My Sister, the Arsonist

"Skin," a flash fiction by Meg Pokrass

house on fire

My Sister, the Arsonist

Skin

After Nell set Johnny’s house on fire, I became a self-appointed only child. She’d be in prison for the rest of her life, but I’d cure cancer. People would soon forget that we were sisters.

I discontinued wearing her old shoes. Would change my last name as soon as I came of age.

Dad too had a thing for dangerous heat. Especially in Hawaii, where the sun plays an unsavoury character in every scene. Dad never wore sunscreen, and he died from a melanoma after a decade of construction gigs in Maui.

“You burn your skin to a crisp like your father did, baking like a cookie in the sun every day of your adult life, you get what’s coming,” Mom said. She wore Daddy’s slippers as if her feet missed his.
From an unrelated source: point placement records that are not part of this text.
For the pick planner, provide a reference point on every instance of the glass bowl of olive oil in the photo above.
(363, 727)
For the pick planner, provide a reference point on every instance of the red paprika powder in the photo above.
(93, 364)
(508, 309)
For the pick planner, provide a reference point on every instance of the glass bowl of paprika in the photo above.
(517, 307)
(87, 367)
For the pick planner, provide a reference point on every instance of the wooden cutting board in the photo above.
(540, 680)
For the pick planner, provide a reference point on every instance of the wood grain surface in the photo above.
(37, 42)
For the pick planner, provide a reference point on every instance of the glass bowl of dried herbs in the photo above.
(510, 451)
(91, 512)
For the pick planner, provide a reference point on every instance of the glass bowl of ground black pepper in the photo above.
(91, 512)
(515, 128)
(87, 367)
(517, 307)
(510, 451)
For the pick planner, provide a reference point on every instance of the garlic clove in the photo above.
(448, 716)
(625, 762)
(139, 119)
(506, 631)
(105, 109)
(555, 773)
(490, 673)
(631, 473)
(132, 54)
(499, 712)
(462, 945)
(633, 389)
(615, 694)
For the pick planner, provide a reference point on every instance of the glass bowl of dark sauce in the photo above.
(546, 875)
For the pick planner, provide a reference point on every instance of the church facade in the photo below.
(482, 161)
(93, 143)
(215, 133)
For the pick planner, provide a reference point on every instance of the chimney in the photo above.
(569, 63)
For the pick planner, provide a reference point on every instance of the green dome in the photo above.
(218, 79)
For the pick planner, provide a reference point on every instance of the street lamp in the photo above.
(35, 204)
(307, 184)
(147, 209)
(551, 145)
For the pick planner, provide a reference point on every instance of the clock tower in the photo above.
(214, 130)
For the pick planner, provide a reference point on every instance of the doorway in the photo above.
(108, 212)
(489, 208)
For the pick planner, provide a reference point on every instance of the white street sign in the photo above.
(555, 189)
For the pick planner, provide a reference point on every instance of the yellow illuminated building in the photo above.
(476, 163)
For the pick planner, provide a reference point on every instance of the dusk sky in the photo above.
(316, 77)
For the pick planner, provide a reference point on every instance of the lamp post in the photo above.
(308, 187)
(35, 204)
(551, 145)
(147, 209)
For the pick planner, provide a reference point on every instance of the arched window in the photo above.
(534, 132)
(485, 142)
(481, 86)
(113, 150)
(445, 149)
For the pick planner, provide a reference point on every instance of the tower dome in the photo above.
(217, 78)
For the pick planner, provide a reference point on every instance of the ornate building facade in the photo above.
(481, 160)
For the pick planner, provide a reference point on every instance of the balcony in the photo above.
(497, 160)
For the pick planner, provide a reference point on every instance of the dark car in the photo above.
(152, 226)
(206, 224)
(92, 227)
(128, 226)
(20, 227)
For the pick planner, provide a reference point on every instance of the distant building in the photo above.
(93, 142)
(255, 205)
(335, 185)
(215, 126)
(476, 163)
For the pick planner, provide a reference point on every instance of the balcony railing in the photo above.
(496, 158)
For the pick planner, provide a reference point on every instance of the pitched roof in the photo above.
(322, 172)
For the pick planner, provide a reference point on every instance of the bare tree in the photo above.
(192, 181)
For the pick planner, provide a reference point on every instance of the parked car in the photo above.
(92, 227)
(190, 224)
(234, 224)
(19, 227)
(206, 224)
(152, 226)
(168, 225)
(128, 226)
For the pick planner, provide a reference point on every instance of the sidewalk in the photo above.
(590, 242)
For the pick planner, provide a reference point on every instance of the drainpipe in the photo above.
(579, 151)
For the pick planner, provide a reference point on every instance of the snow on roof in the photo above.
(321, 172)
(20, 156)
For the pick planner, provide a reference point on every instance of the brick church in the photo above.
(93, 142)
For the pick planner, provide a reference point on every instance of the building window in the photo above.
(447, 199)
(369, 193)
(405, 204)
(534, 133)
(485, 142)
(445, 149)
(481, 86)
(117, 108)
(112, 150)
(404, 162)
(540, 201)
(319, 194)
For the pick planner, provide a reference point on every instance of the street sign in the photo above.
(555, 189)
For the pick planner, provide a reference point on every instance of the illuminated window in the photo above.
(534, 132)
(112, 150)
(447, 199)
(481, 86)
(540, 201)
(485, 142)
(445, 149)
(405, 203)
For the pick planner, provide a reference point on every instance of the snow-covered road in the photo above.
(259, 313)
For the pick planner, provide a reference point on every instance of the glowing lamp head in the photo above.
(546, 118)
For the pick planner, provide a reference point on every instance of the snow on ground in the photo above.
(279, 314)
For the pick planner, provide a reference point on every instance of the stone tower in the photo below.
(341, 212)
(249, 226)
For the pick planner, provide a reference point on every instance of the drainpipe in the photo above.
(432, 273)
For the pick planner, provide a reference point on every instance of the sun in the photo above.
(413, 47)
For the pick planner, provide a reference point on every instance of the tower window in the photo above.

Daddy’s mole had resembled a little black dot one day. The next week it looked like a dog, with a long pokey nose. “Nell, Maria, take a look at this spec here,” Daddy said. We gathered around his forearm. “Which of our old dogs does this cool-looking mole resemble?” 

Back then, Nell and I laughed about the idea of a family like ours, caring about the wrong things, our father avoiding something as silly and simple as a medical appointment. Making a game of life’s weirdness. 

That was right about when Nell lost her virginity to Johnny. He had been her math tutor but she told me in private that he was teaching her some unusual calculations. I wished he was teaching me too. She was carrying his fractions, she said, but had lost her calculator.

After she burnt down his house wearing Daddy’s shoes, using his cigarette lighter, Mom started drinking. She’d come home from her second job, selling opera season tickets over the phone. “Ripping off nice old people,” she said. She would sometimes bring home a cancerous-looking man to sit in our living room and smile at us awkwardly. Each one looked too tan, more at-risk.

And now Mom was wearing Nell’s old shoes, the sexy ones with rhinestone straps that I used to borrow. Mom and I were the only ones left standing, but our feet were in confusion, our borders redefined.